The Latest: UN rights chief concerned about Raqqa civilians

June 28, 2017 - 11:59 am

ANKARA, Turkey (AP) — The Latest on the conflict in Syria (all times local):

7 p.m.

The U.N. human rights chief is urging world powers fighting the Islamic State group in Raqqa to review their operations after his office tallied at least 173 civilian deaths by air and ground strikes in the Syrian city this month.

Zeid Ra'ad al-Hussein says the "conservative estimate" of the civilian death toll since June 1 comes as up to 100,000 others remain "effectively trapped" in Raqqa.

Zeid, a prince from neighboring Jordan, also cited "worrying reports" about looting, abductions, arbitrary detention, and "the recruitment of children" by the U.S.-backed Syrian Democratic Forces in areas they control — like the town of Tabqa.

In Raqqa, intense bombardment has left civilians "confused about where they can seek refuge as they are caught between ISIL's monstrosities and the fierce battle to defeat it," the rights chief said in a statement.

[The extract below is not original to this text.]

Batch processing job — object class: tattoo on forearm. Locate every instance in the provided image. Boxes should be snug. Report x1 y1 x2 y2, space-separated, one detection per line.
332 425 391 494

He said civilians "must not be sacrificed for the sake of rapid military victories," and urged all sides to help civilians who wish to flee the fighting to do so safely. 1


5:15 p.m.

The top U.S. envoy for the international coalition combatting the Islamic State group has met with members of a local council expected to administer the city of Raqqa in Syria following its capture from the militants.

A member of the Raqqa Civil Council, Abdullah el-Erian, told the Kurdish-run ANHA news agency, that Brett McGurk's visit Wednesday is an "important message" as the U.S- backed fight to seize Raqqa continues. The two-hour meeting took place in Ayn Issa, a town about 30 miles north of Raqqa city, where the council is based.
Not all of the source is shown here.